This won't be cheap, easy or quick but it's an exceedingly interesting idea.

Cryogenic, superconducting conduits could be connected into a "SuperGrid" that would simultaneously deliver electrical power and hydrogen fuel. . .

A five-gigawatt Super-Cable is certainly technically feasible. Its scale would rival the 3.1-gigawatt Pacific Intertie, an existing 500-kilovolt DC overhead line that moves power between northern Oregon and southern California. Just four Super-Cables would provide sufficient capacity to transmit all the power generated by the giant Three Gorges Dam hydroelectric facility in China.

Because a Super-Cable would use hydrogen as its cryogenic coolant, it would transport energy in chemical as well as electrical form. Next-generation nuclear plants can produce either electricity or hydrogen with almost equal thermal efficiency. So the operators of nuclear clusters could continually adjust the proportions of electricity and "hydricity" that they pump into the Super-Grid to keep up with the electricity demand while maintaining a flow of hydrogen sufficient to keep the wires superconducting.

The ability to choose among alternative forms of power and to store electricity in chemical form opens up a world of possibilities. The Super-Grid could dramatically reduce fuel costs for electric- and hydrogen-powered hybrid vehicles, for example.

About 10% of the electricity generated is dissipated in transmission loss through conventional cable.

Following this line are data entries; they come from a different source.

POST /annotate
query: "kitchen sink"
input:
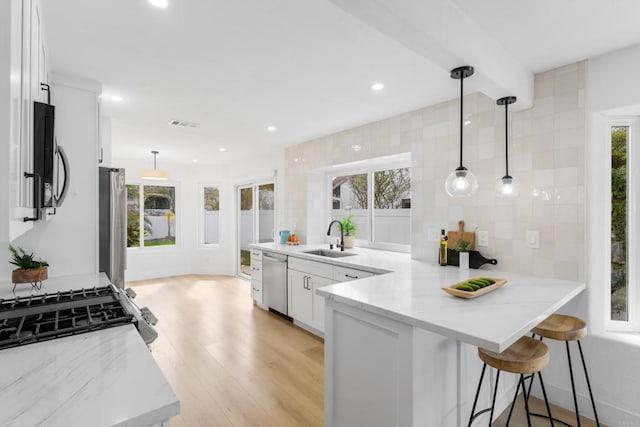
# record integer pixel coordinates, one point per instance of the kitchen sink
(328, 253)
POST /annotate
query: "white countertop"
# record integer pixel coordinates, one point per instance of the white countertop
(102, 378)
(412, 294)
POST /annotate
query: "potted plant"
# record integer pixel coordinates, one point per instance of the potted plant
(349, 229)
(29, 269)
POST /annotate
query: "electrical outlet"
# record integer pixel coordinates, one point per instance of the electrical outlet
(482, 238)
(533, 239)
(433, 235)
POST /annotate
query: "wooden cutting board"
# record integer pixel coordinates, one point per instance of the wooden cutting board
(455, 236)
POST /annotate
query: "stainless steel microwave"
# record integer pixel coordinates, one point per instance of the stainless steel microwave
(50, 164)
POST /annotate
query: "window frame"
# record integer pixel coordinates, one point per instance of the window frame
(201, 227)
(633, 239)
(372, 166)
(178, 229)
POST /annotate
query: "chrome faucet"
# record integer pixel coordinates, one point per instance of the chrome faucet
(341, 245)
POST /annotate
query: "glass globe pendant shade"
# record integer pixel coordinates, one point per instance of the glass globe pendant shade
(507, 188)
(461, 183)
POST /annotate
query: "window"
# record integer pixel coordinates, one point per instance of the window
(155, 224)
(623, 304)
(619, 282)
(211, 204)
(379, 202)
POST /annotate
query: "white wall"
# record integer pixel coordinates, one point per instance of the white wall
(68, 241)
(612, 358)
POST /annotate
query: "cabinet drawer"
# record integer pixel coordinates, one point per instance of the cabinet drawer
(256, 270)
(256, 254)
(345, 274)
(311, 267)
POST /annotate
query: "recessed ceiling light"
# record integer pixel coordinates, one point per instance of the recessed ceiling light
(159, 3)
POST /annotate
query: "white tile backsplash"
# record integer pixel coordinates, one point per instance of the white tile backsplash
(546, 158)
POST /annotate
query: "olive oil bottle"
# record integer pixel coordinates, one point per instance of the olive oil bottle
(443, 248)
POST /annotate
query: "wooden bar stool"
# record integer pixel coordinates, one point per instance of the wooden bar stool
(525, 356)
(566, 328)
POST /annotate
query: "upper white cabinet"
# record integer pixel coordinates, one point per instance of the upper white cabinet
(24, 50)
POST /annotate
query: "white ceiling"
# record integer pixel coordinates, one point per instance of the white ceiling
(306, 67)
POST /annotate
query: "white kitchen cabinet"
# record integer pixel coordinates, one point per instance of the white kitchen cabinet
(300, 297)
(304, 278)
(346, 274)
(24, 51)
(317, 318)
(256, 277)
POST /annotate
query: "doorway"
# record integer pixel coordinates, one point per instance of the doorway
(256, 209)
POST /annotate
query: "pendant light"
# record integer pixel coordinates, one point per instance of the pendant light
(154, 174)
(461, 182)
(506, 187)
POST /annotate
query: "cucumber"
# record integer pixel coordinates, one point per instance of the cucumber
(478, 283)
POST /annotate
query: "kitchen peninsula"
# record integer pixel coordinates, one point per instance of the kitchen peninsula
(399, 351)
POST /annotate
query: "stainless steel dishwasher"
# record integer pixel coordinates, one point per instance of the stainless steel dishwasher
(274, 282)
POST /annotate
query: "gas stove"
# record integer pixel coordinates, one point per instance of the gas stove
(35, 318)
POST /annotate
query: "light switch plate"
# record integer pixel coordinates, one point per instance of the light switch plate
(482, 238)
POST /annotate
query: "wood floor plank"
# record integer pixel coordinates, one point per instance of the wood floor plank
(234, 364)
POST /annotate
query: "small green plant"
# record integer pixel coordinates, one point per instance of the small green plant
(463, 246)
(20, 258)
(348, 226)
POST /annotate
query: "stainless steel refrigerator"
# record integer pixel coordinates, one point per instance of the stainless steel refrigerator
(112, 224)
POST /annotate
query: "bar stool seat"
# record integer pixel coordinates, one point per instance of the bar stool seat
(562, 327)
(525, 356)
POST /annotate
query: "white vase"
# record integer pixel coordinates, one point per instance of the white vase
(463, 260)
(349, 241)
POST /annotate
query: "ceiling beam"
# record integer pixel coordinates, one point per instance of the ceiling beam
(444, 35)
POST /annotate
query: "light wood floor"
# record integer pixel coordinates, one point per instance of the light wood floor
(234, 364)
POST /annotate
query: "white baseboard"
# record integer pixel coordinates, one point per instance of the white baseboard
(608, 414)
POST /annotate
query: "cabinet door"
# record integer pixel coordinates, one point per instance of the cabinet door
(301, 297)
(316, 282)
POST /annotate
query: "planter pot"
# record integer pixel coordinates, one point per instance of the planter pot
(31, 275)
(349, 241)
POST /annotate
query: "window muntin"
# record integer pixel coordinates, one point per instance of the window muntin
(211, 221)
(155, 224)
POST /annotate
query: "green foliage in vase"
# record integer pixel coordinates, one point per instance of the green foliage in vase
(348, 226)
(23, 260)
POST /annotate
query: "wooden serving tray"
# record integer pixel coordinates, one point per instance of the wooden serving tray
(464, 294)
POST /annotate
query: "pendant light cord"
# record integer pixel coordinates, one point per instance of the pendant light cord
(506, 138)
(461, 116)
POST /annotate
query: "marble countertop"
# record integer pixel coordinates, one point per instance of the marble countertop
(411, 293)
(102, 378)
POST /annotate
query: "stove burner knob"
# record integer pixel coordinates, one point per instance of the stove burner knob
(148, 316)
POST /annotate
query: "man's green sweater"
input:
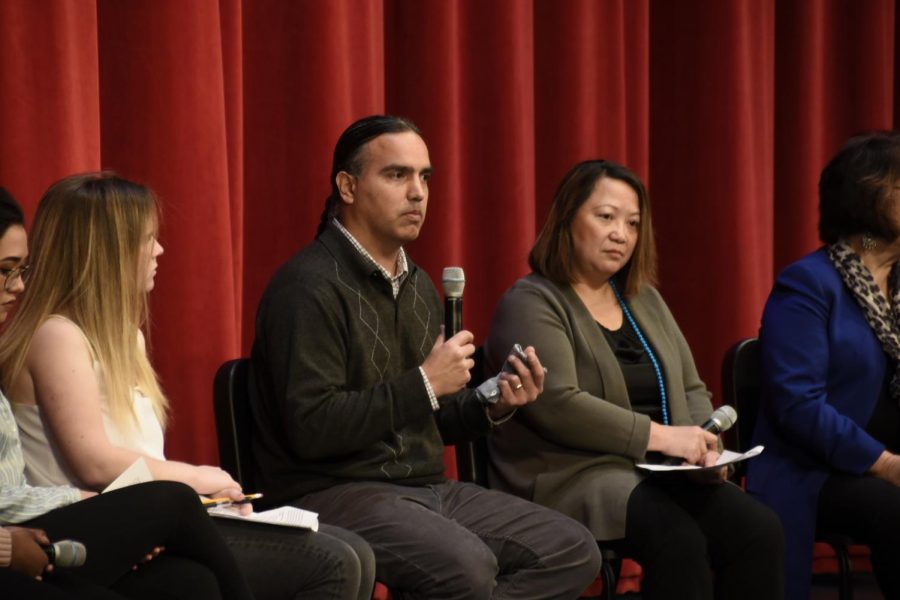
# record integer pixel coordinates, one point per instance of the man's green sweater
(340, 397)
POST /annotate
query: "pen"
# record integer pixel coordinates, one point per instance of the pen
(221, 501)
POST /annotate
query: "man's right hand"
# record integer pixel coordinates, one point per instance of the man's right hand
(27, 555)
(447, 366)
(887, 467)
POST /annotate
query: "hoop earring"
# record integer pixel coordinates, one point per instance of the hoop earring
(868, 242)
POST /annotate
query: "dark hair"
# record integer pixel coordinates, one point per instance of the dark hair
(348, 154)
(552, 253)
(856, 189)
(10, 212)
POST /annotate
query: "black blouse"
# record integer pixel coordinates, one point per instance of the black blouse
(640, 378)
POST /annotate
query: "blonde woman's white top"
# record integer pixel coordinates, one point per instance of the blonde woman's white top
(45, 465)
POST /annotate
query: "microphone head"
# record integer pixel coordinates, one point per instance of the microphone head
(453, 282)
(68, 553)
(724, 417)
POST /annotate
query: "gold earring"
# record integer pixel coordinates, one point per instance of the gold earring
(869, 242)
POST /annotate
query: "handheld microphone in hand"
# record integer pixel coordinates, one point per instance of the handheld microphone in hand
(66, 553)
(453, 282)
(721, 420)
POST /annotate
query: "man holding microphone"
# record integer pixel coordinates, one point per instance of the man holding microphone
(359, 392)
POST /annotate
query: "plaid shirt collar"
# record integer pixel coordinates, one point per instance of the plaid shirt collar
(402, 264)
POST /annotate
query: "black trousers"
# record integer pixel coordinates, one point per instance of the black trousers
(120, 527)
(868, 510)
(702, 541)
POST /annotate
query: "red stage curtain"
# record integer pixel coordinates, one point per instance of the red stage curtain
(230, 109)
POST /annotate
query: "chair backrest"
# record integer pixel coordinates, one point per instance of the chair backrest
(234, 420)
(741, 387)
(472, 457)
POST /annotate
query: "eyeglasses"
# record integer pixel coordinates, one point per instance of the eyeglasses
(12, 275)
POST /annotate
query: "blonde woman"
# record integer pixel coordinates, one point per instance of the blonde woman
(87, 401)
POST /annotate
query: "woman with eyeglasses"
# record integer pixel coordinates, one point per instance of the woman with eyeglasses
(118, 529)
(88, 402)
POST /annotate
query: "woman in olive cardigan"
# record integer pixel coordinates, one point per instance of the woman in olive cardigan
(622, 388)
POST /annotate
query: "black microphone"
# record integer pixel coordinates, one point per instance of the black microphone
(721, 420)
(453, 282)
(66, 553)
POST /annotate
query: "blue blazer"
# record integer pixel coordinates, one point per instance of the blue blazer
(822, 370)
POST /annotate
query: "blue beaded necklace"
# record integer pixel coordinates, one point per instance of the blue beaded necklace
(643, 340)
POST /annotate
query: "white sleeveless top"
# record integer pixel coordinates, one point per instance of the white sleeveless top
(45, 465)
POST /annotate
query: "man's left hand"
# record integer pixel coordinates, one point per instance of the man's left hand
(520, 388)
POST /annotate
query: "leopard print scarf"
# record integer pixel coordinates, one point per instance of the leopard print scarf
(883, 320)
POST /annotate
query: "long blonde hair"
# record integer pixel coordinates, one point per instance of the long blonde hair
(86, 242)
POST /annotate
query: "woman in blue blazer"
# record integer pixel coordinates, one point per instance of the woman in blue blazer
(830, 341)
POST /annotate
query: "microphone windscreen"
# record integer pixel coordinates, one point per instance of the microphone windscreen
(68, 553)
(453, 282)
(725, 417)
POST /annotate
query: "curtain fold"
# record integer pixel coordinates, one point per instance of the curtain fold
(229, 109)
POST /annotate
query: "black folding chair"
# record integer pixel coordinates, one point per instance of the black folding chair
(234, 421)
(742, 388)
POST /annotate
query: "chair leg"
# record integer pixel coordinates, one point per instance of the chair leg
(610, 571)
(845, 584)
(609, 581)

It generates heat which degrades the wires, making them sag and age, and are limited in the amount of power they can transmit without blowing their insulation off. We are bumping up agsinst the limits of that technology, and it inhibits us from exploiting some power generation design options.

No major scientific advances are needed to begin building the SuperGrid, and the electric utility industry has already shown its interest in the concept by funding a SuperGrid project at EPRI which will explore the numerous engineering challenges that integrating Super-Cables into the existing power grid will pose. The largest of these is what to do if a Super-Cable fails.

The grid today remains secure even when a single device, such as a high-voltage transmission line, fails. When a line sags into a tree, for example, circuit breakers open to isolate the line from the grid, and the power that was flowing on the wire almost instantaneously shifts to other lines. But we do not yet have a circuit-breaker design that can cut off the extraordinary current that would flow over a Super-Cable. That technology will have to evolve. Grid managers may need to develop novel techniques for dealing with the substantial disturbance that loss of such a huge amount of power would cause on the conventional grid. A break in a SuperCable would collapse the surrounding magnetic field, creating a brief but intense voltage spike at the cut point. The cables will need insulation strong enough to contain this spike.

Safely transporting large amounts of hydrogen within the Super-Cable poses another challenge. The petrochemical industry and space programs have extensive experience pumping hydrogen, both gaseous and liquid, over kilometer-scale pipelines. The increasing use of liquefied natural gas will reinforce that technology base further. The explosive potential (energy content per unit mass) of hydrogen is about twice that of the methane in natural gas. But hydrogen leaks more easily and can ignite at lower oxygen concentrations, so the hydrogen distribution and storage infrastructure will need to be airtight. Work on hydrogen tanks for vehicles has already produced coatings that can withstand pressures up to 700 kilograms per square centimeter.

Probably the best way to secure Super-Cables is to run them through tunnels deep underground. Burial could significantly reduce public and political opposition to the construction of new lines.

Not easy, not cheap. This may still be at the SF stage.